Nonlocal Graph-PDEs and Riemannian Gradient Flows for Image Labeling

On the example of Optical Coherence Tomography (OCT), which is the mostly used non-invasive acquisition method of large volumetric scans of human retinal tissues, it will be shown how incorporation of constraints on the geometry of statistical manifold results in a novel purely data driven geometric approach for order-constrained segmentation of volumetric data in any metric space. By introducing a new formulation of ordered distributions, the first major contribution of this work comprises a fully automated segmentation algorithm that comes up with a high segmentation accuracy and a high level of built-in-parallelism that as opposed to many established retinal layer segmentation methods, only takes local information as input without incorporation of additional global shape priors.

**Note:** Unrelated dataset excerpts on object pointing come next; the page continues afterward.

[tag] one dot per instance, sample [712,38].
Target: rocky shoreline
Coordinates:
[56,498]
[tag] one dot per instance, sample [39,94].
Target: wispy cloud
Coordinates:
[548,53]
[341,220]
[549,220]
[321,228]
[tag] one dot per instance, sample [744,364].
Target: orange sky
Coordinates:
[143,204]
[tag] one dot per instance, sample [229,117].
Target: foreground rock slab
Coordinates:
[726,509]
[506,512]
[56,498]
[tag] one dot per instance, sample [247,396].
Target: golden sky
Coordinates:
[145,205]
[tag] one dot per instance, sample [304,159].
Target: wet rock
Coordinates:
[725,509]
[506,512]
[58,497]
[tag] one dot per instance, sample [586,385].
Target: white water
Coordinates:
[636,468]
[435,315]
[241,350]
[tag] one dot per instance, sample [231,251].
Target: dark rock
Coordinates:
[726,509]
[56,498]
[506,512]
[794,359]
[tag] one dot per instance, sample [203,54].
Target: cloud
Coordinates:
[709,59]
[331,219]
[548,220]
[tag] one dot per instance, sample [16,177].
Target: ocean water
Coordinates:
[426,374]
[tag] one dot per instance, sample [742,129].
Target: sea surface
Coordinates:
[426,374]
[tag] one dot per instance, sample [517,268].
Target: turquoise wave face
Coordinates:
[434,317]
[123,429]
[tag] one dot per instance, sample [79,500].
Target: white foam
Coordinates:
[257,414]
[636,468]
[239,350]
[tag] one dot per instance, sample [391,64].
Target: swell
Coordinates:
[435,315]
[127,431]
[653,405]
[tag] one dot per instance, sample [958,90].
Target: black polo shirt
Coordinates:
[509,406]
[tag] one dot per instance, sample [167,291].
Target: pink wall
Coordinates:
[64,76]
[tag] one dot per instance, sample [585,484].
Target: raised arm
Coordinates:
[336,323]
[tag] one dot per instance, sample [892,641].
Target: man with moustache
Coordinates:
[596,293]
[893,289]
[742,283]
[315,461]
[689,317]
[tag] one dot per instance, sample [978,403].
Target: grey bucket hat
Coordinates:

As a second main contribution we introduce a novel nonlocal partial difference equation (G-PDE) for labeling metric data on graphs that is derived as nonlocal reparametrization of the assignment flow approach. Due to this parameterization, solving the G-PDE numerically is shown to be equivalent to computing the Riemannian gradient flow with respect to a nonconvex potential. In addition, by introducing a entropy-regularized difference-of-convex-functions (DC) decomposition it will be shown how the basic geometric Euler scheme for integrating the assignment flow is equivalent to solving the G-PDE by an established DC programming scheme.